Morgan Stanley says that these revisions reflect two recent developments: shocks hitting the emerging market economies are likely to hobble growth by more than it expected; along with the deepening financial crisis in September-October and the fact that increasing economic difficulties in many emerging economies have started to blowback on developed economies.

“Despite the recent deterioration, we continue to think that the global economy will trough in the course of next year, with a healing process setting in during 2H09 and in 2010,” it says.

“The key reason why we are forecasting a deep recession followed by recovery rather than a depression is our belief that massive recent and forthcoming policy action by central banks and governments will get traction next year,” the firm notes.

That said, while concerted aggressive monetary and fiscal policy action is expected to pull the global economy out of recession during next year, Morgan Stanley expects the coming recovery in late 2009 and 2010 to be anemic rather than dynamic. “Our first stab at 2010 global GDP growth comes out at 3.6%, clearly below the trailing five-year and ten-year trend rates of 4.7% and 4.0%, respectively. In the advanced economies, we expect that 2010 GDP will rise by barely more than 1% in the euro area and Japan, and by scarcely more than 2% in the US. In the emerging world, we see 2010 GDP growth at 5.4%, up from 4.3% in 2009 but still less than in any single year during 2003-08,” it says.

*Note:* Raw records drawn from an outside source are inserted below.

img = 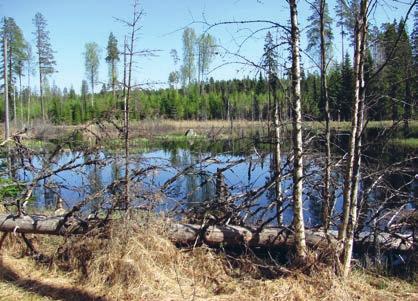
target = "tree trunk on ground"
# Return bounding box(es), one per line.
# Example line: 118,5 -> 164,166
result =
0,214 -> 412,252
289,0 -> 307,260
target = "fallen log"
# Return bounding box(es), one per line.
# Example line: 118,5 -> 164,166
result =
0,214 -> 87,235
168,224 -> 414,252
0,214 -> 413,252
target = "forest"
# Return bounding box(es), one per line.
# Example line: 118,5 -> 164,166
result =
0,0 -> 417,301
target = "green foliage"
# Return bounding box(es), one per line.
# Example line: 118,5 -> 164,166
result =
0,178 -> 24,200
33,12 -> 56,75
181,27 -> 196,85
306,0 -> 334,58
84,42 -> 101,95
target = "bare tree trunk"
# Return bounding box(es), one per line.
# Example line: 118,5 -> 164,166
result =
112,61 -> 116,100
38,53 -> 45,122
272,81 -> 283,226
339,0 -> 369,277
12,85 -> 16,128
340,0 -> 345,64
91,71 -> 94,108
403,68 -> 411,135
123,36 -> 130,207
121,2 -> 142,208
19,74 -> 23,127
3,35 -> 9,139
27,66 -> 31,124
320,0 -> 332,233
289,0 -> 307,260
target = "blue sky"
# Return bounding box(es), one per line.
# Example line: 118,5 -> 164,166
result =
1,0 -> 415,93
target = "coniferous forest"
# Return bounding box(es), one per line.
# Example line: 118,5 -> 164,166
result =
1,13 -> 417,125
0,1 -> 417,301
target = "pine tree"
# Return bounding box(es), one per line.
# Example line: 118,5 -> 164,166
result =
33,13 -> 56,122
306,0 -> 333,58
1,17 -> 27,120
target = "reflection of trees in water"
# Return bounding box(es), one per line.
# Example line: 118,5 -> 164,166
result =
2,132 -> 414,230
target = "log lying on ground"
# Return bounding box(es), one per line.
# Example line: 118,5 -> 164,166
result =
0,214 -> 413,251
168,224 -> 414,252
0,214 -> 87,235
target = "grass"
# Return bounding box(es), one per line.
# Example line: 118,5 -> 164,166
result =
0,215 -> 416,301
390,138 -> 418,149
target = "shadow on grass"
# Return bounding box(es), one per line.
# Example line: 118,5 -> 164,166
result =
0,257 -> 107,301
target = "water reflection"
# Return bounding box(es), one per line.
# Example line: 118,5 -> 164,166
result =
3,135 -> 416,229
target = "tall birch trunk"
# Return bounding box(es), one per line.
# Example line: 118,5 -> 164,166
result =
289,0 -> 307,260
339,0 -> 368,277
273,87 -> 283,225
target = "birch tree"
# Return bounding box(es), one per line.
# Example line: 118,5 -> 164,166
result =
181,28 -> 196,86
338,0 -> 368,277
288,0 -> 307,260
84,42 -> 100,107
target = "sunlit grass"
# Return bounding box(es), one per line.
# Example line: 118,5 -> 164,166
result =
0,216 -> 416,301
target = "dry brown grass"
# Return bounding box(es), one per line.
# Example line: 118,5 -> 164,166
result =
0,217 -> 416,301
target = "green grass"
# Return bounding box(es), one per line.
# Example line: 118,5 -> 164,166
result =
390,138 -> 418,149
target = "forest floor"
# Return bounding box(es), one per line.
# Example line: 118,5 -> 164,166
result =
0,213 -> 416,301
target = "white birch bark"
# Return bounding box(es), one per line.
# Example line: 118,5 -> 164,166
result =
289,0 -> 307,259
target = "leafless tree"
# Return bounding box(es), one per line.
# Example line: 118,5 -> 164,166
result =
288,0 -> 307,260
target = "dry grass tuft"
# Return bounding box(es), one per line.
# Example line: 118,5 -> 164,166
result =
0,217 -> 417,300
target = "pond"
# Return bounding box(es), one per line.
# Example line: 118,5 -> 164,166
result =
2,130 -> 417,229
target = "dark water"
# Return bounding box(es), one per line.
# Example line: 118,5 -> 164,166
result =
3,132 -> 417,228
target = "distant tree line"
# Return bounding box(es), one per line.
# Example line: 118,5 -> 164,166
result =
1,12 -> 417,126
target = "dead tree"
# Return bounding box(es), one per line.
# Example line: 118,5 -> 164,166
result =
116,1 -> 144,208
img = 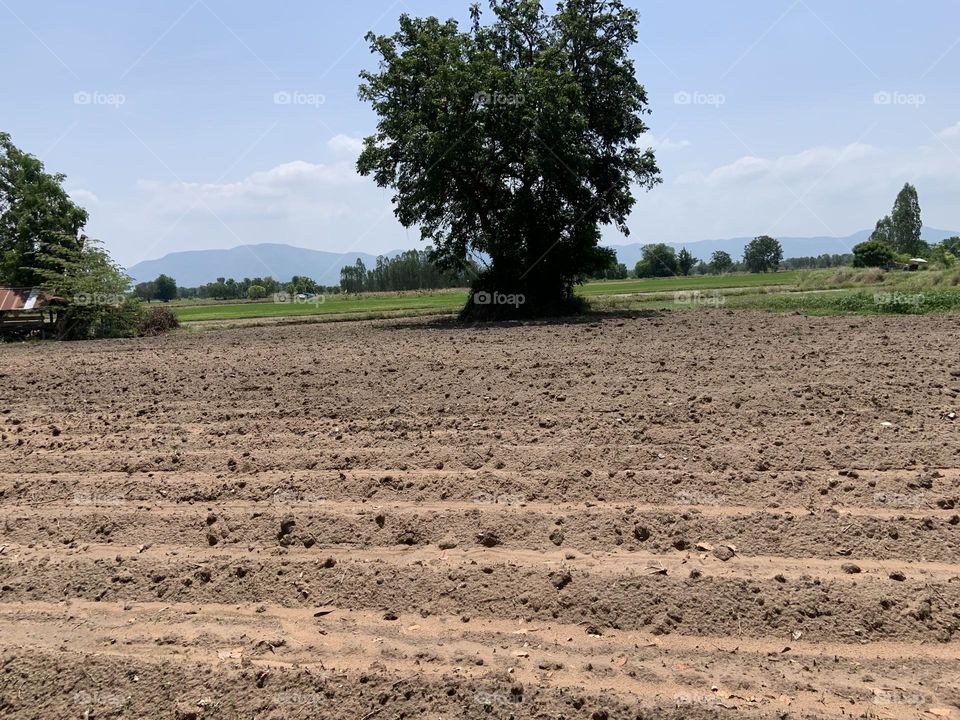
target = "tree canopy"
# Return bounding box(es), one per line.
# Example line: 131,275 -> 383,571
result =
1,132 -> 89,287
676,248 -> 696,276
870,183 -> 927,258
743,235 -> 783,273
709,250 -> 733,274
634,243 -> 677,278
890,183 -> 924,256
357,0 -> 660,317
852,239 -> 896,268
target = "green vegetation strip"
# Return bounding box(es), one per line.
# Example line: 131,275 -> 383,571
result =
579,271 -> 800,296
174,273 -> 800,322
174,292 -> 468,322
173,269 -> 960,323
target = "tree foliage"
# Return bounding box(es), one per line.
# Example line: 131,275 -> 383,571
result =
589,246 -> 628,279
890,182 -> 924,256
780,253 -> 853,270
0,131 -> 89,287
871,183 -> 927,258
339,250 -> 477,293
852,239 -> 896,268
743,235 -> 783,273
709,250 -> 733,274
35,239 -> 141,340
357,0 -> 660,317
153,274 -> 177,302
676,248 -> 696,276
634,243 -> 677,278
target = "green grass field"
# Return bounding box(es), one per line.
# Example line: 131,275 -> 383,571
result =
173,291 -> 468,322
173,272 -> 800,323
578,271 -> 801,296
172,268 -> 960,324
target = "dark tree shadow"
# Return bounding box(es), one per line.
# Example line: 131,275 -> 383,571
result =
384,308 -> 663,333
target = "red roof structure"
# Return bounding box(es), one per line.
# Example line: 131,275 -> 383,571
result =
0,288 -> 68,311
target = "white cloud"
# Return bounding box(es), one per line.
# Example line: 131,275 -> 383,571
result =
135,158 -> 365,219
327,134 -> 365,156
68,188 -> 99,205
99,142 -> 407,266
648,134 -> 691,152
937,121 -> 960,139
626,125 -> 960,245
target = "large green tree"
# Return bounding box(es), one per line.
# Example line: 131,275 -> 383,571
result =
852,239 -> 896,267
890,182 -> 924,256
709,250 -> 733,274
153,274 -> 177,302
357,0 -> 660,317
1,132 -> 89,287
743,235 -> 783,273
634,243 -> 677,278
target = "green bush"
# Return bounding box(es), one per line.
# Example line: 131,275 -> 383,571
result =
852,239 -> 896,267
57,299 -> 144,340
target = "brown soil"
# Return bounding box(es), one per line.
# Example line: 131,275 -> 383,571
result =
1,310 -> 959,719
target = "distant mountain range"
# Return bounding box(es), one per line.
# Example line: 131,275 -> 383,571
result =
127,244 -> 403,287
128,227 -> 959,286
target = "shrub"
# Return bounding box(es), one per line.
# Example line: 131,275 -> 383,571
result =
58,299 -> 143,340
138,306 -> 180,336
852,240 -> 896,267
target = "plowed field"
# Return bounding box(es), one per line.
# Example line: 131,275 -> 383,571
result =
1,311 -> 958,718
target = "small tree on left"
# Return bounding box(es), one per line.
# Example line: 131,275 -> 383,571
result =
1,131 -> 149,339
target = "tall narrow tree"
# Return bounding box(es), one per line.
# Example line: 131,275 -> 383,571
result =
890,182 -> 924,256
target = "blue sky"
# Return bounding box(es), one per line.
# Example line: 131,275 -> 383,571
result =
3,0 -> 959,267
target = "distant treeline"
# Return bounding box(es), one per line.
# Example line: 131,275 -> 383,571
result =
140,248 -> 478,300
339,250 -> 477,293
780,254 -> 853,270
166,275 -> 335,301
136,246 -> 885,303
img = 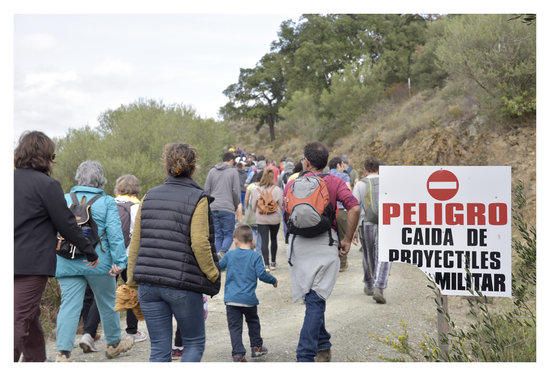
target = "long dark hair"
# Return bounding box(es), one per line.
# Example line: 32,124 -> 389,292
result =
14,131 -> 56,175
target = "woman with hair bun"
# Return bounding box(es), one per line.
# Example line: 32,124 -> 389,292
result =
126,143 -> 221,362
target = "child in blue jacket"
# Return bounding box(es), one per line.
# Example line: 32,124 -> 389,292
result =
219,225 -> 278,362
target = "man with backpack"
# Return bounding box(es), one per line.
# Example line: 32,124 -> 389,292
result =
352,157 -> 390,304
283,142 -> 360,362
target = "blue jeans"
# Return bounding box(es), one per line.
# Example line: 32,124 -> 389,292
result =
56,275 -> 120,352
138,284 -> 205,362
296,290 -> 331,362
212,210 -> 236,253
251,226 -> 262,256
240,191 -> 246,207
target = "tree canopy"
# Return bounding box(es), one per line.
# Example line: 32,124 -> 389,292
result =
53,99 -> 233,195
222,14 -> 535,142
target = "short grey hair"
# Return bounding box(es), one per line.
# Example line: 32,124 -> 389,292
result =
75,160 -> 107,189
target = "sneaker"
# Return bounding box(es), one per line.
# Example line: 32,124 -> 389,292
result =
105,336 -> 134,359
79,333 -> 99,353
315,348 -> 331,362
265,267 -> 270,272
269,262 -> 277,270
55,352 -> 71,362
373,288 -> 386,304
364,286 -> 374,296
171,347 -> 183,360
232,354 -> 247,362
251,345 -> 268,358
129,330 -> 148,343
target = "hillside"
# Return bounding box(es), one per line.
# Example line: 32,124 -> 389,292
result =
230,87 -> 536,217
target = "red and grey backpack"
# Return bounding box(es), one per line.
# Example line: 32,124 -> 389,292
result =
283,172 -> 337,265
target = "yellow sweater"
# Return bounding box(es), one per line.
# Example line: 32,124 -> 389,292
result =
126,196 -> 219,287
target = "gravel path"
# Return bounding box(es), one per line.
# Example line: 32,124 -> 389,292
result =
45,242 -> 446,362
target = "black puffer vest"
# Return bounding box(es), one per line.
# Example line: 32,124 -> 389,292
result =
134,176 -> 220,296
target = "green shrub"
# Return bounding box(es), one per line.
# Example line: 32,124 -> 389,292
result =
447,104 -> 464,119
278,90 -> 321,138
435,15 -> 535,119
53,99 -> 234,193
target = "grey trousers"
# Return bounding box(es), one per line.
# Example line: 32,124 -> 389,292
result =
359,222 -> 391,289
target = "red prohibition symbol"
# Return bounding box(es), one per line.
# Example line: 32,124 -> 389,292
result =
426,169 -> 459,201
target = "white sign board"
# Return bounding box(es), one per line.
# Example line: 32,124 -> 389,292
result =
379,166 -> 511,297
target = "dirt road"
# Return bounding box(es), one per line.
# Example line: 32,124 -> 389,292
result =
45,242 -> 444,362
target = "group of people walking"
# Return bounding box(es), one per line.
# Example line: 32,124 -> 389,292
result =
14,131 -> 389,363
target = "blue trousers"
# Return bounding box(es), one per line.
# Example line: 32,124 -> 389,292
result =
56,275 -> 120,352
212,210 -> 235,253
139,284 -> 205,362
226,305 -> 263,356
251,225 -> 263,256
296,290 -> 331,362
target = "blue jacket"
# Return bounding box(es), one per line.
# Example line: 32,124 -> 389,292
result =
219,248 -> 276,306
55,186 -> 127,278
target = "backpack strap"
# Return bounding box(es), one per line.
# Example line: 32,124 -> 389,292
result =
288,234 -> 297,267
86,194 -> 102,208
85,194 -> 107,253
69,192 -> 79,208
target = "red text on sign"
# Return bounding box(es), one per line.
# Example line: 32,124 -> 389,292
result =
382,202 -> 508,226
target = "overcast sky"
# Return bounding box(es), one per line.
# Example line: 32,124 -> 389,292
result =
14,14 -> 298,140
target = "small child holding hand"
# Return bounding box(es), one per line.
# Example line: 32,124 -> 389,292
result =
219,225 -> 278,362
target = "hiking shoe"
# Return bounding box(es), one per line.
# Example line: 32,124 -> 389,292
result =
171,347 -> 183,360
78,333 -> 99,353
364,286 -> 374,296
251,345 -> 268,358
270,262 -> 277,270
105,336 -> 134,359
373,288 -> 386,304
55,352 -> 71,362
129,330 -> 148,343
315,348 -> 331,362
232,354 -> 247,362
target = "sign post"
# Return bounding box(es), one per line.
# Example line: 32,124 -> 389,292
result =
379,166 -> 512,354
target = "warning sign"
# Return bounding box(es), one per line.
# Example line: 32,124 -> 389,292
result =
379,166 -> 512,297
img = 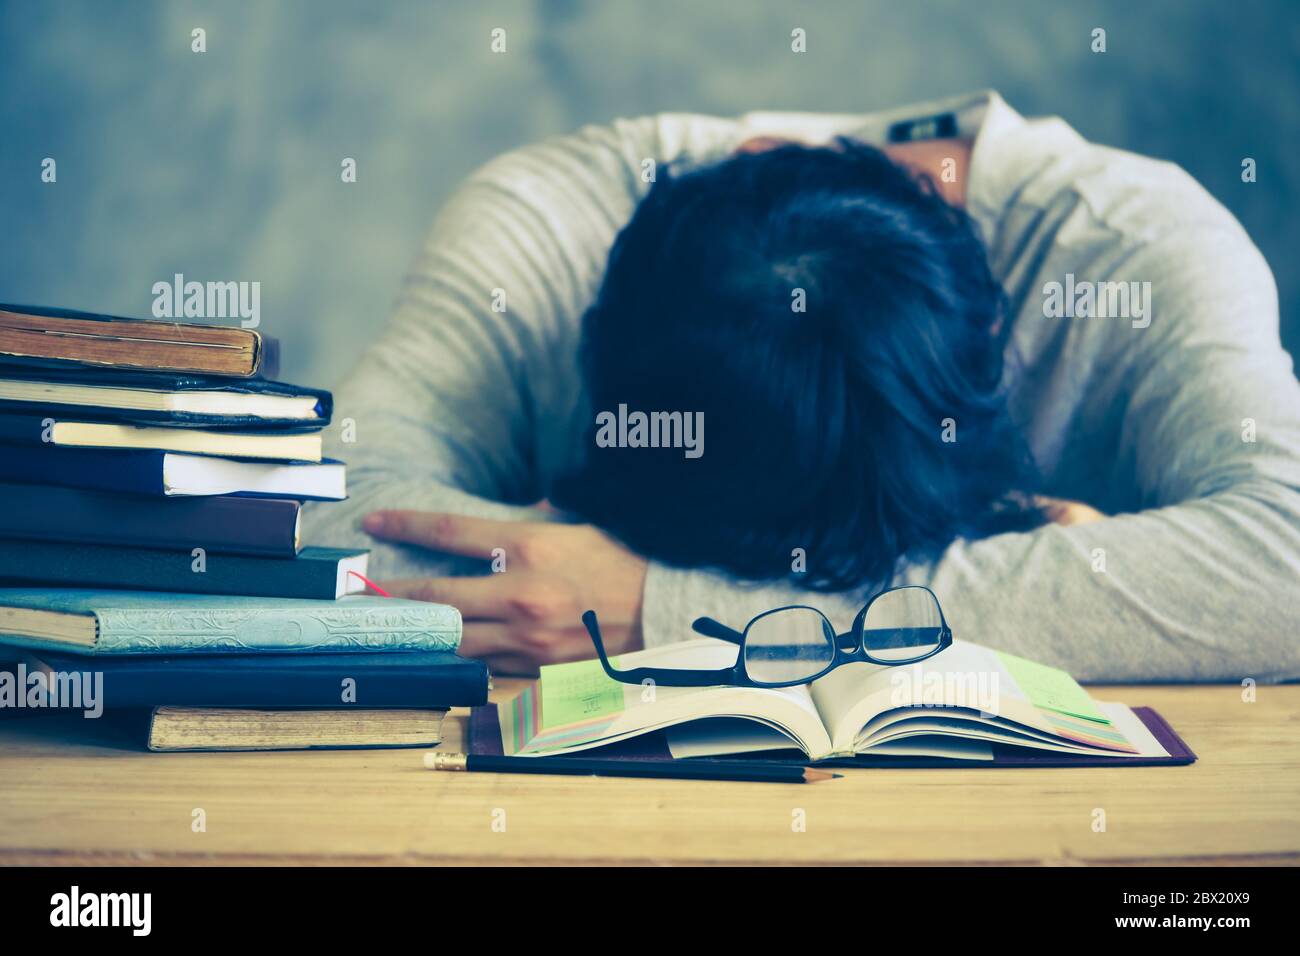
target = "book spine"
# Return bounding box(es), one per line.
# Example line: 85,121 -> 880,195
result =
0,414 -> 56,446
0,402 -> 326,431
91,604 -> 462,654
0,445 -> 166,495
0,308 -> 259,377
81,658 -> 485,707
0,486 -> 300,556
0,541 -> 347,601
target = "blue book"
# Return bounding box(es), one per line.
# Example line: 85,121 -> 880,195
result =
0,444 -> 347,499
0,588 -> 461,655
0,541 -> 368,600
18,648 -> 489,708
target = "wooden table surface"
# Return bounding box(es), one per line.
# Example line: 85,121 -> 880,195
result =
1,682 -> 1297,866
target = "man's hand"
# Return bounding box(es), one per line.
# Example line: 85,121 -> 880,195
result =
1035,496 -> 1106,526
362,510 -> 648,675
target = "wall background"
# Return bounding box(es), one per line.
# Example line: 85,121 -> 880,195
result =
2,0 -> 1297,387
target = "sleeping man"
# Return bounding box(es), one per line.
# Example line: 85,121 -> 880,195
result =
306,91 -> 1300,681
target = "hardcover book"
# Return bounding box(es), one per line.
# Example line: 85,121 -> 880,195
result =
22,647 -> 487,706
0,588 -> 461,654
0,445 -> 346,499
0,304 -> 273,378
0,482 -> 302,556
0,412 -> 322,461
147,708 -> 448,752
0,542 -> 368,600
0,366 -> 331,429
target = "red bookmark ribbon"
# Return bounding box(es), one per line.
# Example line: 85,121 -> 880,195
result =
348,570 -> 392,598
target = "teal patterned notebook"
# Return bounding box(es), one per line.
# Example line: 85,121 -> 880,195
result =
0,588 -> 461,655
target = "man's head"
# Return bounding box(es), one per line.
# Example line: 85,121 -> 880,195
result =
552,138 -> 1040,591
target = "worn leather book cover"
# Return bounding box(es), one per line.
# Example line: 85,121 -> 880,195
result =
0,304 -> 273,377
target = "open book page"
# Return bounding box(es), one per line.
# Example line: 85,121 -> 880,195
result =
499,638 -> 834,757
808,640 -> 1139,757
854,706 -> 1161,757
866,700 -> 1165,757
859,701 -> 1127,753
1095,702 -> 1169,757
665,718 -> 995,761
664,702 -> 1164,761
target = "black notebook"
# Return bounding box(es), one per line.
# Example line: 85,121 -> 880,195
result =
0,365 -> 331,429
20,648 -> 489,709
0,481 -> 302,556
0,444 -> 346,499
0,540 -> 368,600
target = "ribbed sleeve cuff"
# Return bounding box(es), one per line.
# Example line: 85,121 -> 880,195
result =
640,561 -> 807,649
640,562 -> 695,648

Global inflation is likely to fall sharply into 2009 in response to the plunge in commodity prices and emerging slack in both product and labour markets in the developed and EM economies, it observes. “We have lowered our global inflation forecast for 2009 from 4.6% previously to 3.8%, down from a likely outcome of 6.2% in 2008. In fact, we now see headline inflation dipping into negative territory in the U.S. in 2009 and believe that a deflation scare is likely,” it adds.

The firm cautions that the risks to its 2009/10 growth forecasts are still skewed to the downside as further financial shocks may lurk and policy may not find traction as early or by as much as it currently expects. “We cannot rule out 1% global growth, as occurred in 1982,” it allows.